More iPod / iTunes Observations

I've just been surprised to realise that it's gone midnight.  I find it more difficult to keep track of the passing of time when listening to a large library of MP3s, especially on shuffle mode.  There's no CD to swap every hour, no cassette to turn over every 45 minutes, no deliciously tactile vinyl album to flip every 25 minutes, and no radio-stylee timechecks or hourly news bulletins.  Just a constant supply of your personal taste in music, offering little excuse to get up from the chair and walk away from the PC for a while.  This can't be a good thing..

Something else I meant to mention about my iPod usage is my behaviour towards rating tracks.  I realised that I am very unlikely to give a song a rating of one or two stars.  If I actively dislike a track, then what is it doing on my iPod in the first place?  There are occasions where I dislike one or two tracks on an album, but this is a rarity - in general, if I like a band then I can at least find all their tracks agreeable, and hence deserving of three stars (three stars equates to "it's OK", in my book).  Also, on those occasions where I don't much like a track, I'm more likely to just hit the "next track" button, rather than take the time to rate it, further increasing the rarity of the sub-three-star tracks.

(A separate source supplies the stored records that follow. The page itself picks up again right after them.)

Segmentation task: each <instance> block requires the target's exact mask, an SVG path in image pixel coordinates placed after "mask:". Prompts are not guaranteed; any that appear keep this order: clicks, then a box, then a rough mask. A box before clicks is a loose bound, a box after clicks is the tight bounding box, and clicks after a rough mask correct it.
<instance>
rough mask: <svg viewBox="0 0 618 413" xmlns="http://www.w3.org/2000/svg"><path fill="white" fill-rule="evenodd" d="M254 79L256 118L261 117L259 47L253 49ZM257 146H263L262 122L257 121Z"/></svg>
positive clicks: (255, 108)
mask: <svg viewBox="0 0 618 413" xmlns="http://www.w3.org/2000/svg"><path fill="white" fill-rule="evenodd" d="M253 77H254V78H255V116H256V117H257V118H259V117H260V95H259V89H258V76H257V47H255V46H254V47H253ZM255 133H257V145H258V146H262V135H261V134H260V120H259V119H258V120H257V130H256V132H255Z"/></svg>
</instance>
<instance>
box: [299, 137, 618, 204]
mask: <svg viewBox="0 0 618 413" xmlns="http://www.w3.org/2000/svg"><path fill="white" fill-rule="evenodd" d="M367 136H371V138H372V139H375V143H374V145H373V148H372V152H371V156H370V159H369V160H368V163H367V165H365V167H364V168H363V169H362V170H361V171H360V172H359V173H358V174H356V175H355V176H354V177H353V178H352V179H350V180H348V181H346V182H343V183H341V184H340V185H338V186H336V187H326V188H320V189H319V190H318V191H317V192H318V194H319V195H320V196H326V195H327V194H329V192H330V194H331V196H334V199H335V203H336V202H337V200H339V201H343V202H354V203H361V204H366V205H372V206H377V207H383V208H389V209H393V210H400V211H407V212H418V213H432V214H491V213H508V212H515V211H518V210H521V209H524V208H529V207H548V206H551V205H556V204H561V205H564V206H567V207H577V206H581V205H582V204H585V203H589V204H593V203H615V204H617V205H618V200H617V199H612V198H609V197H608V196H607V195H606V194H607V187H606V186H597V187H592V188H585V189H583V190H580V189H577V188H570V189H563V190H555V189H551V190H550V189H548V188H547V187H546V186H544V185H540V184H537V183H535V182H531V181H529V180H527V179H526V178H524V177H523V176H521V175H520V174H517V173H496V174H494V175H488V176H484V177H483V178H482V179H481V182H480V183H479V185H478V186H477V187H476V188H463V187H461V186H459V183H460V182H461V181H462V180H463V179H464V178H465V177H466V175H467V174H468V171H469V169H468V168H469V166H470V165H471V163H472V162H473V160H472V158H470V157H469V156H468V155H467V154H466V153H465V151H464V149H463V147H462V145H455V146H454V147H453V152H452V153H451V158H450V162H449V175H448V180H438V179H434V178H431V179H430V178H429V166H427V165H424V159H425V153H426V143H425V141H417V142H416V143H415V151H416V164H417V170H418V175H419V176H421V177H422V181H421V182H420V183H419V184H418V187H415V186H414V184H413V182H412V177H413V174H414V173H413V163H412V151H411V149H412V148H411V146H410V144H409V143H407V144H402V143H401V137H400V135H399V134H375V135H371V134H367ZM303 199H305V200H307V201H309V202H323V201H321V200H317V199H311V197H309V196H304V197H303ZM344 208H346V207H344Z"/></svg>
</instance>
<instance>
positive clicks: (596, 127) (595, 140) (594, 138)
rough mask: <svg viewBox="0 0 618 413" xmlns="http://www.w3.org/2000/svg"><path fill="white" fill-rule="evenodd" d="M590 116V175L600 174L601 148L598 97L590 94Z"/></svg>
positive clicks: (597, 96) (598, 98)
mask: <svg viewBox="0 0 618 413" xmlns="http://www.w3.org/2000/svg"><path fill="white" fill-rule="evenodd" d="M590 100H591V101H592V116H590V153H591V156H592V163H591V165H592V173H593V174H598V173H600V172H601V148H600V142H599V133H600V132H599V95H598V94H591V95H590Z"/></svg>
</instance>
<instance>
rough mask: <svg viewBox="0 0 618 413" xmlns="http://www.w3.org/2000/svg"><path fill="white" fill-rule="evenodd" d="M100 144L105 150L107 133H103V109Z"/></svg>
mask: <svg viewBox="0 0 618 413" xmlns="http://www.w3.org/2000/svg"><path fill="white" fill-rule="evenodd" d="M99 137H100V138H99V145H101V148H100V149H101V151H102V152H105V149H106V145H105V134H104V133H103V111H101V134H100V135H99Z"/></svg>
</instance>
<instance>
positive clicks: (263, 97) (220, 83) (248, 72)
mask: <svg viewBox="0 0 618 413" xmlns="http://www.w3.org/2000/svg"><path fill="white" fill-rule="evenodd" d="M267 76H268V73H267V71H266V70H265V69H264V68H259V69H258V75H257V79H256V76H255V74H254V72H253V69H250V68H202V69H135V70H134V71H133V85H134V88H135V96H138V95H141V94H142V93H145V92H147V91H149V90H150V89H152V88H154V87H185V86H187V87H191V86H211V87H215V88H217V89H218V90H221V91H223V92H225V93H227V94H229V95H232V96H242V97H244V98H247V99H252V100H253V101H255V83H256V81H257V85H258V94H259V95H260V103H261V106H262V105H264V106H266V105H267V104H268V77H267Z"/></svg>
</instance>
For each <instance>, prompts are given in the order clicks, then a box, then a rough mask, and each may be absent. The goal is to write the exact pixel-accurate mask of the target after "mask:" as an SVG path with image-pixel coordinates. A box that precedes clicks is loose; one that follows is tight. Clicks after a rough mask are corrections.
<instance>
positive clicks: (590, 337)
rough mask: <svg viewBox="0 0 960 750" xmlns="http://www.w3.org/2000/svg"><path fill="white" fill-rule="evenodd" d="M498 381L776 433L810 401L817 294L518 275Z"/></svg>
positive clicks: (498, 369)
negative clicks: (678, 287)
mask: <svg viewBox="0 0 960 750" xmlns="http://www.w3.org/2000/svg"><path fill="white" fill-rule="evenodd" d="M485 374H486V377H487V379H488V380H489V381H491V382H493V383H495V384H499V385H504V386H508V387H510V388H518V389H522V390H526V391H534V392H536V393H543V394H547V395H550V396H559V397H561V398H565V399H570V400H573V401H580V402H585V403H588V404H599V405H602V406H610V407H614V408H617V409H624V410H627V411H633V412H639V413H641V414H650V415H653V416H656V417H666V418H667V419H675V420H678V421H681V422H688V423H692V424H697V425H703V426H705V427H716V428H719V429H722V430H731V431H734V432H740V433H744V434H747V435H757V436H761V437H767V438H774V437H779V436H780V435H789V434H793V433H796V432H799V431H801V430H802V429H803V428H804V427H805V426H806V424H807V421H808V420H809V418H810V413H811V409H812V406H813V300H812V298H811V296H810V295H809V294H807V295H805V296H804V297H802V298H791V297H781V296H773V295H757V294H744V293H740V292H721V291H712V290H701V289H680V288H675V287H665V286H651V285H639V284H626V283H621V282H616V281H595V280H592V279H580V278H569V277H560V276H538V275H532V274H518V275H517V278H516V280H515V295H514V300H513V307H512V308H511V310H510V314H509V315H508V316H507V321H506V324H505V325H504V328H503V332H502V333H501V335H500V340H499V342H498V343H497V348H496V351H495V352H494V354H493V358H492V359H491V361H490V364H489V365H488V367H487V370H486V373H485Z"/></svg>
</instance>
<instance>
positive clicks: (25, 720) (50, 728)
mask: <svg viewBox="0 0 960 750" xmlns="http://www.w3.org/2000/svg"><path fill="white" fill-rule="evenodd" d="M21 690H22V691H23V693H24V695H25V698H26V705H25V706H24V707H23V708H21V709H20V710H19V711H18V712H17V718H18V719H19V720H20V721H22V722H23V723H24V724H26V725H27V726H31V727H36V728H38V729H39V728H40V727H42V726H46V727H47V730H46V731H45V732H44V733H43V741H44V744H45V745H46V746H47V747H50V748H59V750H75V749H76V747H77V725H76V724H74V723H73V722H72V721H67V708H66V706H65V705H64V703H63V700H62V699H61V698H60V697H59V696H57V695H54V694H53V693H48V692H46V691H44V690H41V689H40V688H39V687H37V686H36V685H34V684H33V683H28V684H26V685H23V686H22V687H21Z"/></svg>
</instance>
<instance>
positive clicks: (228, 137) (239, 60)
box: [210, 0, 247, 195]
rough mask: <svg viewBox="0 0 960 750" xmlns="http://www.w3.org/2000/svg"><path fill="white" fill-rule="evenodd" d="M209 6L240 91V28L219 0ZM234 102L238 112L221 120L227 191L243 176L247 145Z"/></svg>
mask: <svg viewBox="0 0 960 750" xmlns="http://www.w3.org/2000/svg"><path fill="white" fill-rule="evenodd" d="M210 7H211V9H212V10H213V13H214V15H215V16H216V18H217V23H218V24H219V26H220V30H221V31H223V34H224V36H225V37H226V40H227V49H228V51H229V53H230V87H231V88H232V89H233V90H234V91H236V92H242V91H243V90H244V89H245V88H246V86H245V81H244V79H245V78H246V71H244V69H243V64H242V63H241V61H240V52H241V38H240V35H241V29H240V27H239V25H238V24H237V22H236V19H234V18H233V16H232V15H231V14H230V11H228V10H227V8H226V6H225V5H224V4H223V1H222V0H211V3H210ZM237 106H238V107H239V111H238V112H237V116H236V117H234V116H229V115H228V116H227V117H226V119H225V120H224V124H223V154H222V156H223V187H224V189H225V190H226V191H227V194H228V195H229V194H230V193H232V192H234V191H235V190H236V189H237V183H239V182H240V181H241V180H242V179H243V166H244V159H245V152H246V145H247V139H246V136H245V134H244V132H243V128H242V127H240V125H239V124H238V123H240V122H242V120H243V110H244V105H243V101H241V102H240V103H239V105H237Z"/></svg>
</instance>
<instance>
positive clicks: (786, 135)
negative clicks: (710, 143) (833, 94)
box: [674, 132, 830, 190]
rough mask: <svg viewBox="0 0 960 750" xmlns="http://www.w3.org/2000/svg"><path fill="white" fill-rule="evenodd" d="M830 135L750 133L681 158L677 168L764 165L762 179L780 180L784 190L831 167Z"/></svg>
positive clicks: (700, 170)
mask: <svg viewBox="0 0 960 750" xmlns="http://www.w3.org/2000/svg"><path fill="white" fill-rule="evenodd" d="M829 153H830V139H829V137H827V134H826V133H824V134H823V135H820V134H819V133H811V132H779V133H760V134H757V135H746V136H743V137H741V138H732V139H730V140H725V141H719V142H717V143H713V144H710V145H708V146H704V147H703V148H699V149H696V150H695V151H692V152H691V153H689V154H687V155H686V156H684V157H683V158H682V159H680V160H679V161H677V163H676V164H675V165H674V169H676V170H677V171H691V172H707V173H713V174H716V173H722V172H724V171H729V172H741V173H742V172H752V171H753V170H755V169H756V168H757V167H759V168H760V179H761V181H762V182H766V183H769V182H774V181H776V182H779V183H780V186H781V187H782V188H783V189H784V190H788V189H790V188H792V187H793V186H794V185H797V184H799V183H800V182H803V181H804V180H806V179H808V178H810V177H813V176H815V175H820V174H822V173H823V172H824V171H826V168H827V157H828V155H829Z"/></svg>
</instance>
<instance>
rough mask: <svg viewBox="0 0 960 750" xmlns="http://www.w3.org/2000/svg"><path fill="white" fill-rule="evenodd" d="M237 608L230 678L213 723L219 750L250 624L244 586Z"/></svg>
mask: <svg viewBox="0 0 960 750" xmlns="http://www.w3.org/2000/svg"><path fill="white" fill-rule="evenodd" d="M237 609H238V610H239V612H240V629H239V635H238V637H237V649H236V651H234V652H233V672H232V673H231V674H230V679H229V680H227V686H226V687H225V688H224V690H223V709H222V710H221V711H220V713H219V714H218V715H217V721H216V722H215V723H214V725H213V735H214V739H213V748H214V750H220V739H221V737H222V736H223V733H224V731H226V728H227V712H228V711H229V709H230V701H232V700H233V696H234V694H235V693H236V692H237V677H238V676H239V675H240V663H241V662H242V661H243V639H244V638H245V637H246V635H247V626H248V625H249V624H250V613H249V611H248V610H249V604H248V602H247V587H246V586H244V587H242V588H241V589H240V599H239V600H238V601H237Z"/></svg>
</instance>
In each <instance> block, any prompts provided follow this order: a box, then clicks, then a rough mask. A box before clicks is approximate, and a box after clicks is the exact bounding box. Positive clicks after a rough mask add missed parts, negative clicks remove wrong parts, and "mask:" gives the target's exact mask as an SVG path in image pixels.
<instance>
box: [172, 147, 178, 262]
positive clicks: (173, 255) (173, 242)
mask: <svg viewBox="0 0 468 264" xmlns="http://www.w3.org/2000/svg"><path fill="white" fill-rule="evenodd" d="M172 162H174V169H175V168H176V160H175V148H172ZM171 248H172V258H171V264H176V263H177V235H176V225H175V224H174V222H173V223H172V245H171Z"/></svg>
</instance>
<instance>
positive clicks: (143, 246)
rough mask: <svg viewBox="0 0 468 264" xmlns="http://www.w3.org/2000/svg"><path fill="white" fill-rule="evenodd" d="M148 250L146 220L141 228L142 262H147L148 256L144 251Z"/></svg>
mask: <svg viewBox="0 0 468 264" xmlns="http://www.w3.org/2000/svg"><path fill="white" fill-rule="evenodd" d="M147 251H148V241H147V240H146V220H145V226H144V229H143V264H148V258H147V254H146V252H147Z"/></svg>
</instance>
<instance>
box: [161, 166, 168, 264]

When I rate a track, I'm most likely to give it three stars, because I happen to like a vast array of music.  The middle option of five is always the easiest one to take, isn't it?  You've all filled in those surveys with five options, usually something like "strongly disagree / disagree / neither agree nor disagree / agree / strongly agree", and it's always tempting just to pick the "neither agree nor disagree" radio button.

So, a four-star track has to be genuinely good.  A cut above the rest.  I'm trying to loosen my grip on this, and allow myself to give away four stars a bit more easily, but I do still find it difficult to be free with my (musical) love.  I feel conscious that I'm putting my reputation on the line - there may come some future date where somebody I respect is browsing through my iTunes library and scoffs at the allocation of an "above average" four-star rating to an obviously merely average track.  It's a fine line at this point, but an important distinction, and if in doubt I tend to play safe and stick with the four stars.

Five star tracks are rare as rocking horse shit.  So far I've identified 60 of them in an iTunes library of 10,958 - that's 0.5%, arithmetic fans.  But when I do find a song that I consider to be genuinely great, I'm more comfortable with making the decision between four and five stars than the tougher to call three/four judgement of lesser songs.  If I really, really love a song, I'm more willing to argue its cause, even if somebody else does happen to think it's terrible. 

There you go - Ian's psychology of track-rating, in a nutshell.  I'd be interested in hearing how anybody else approaches this task (if indeed you bother to rate tracks at all).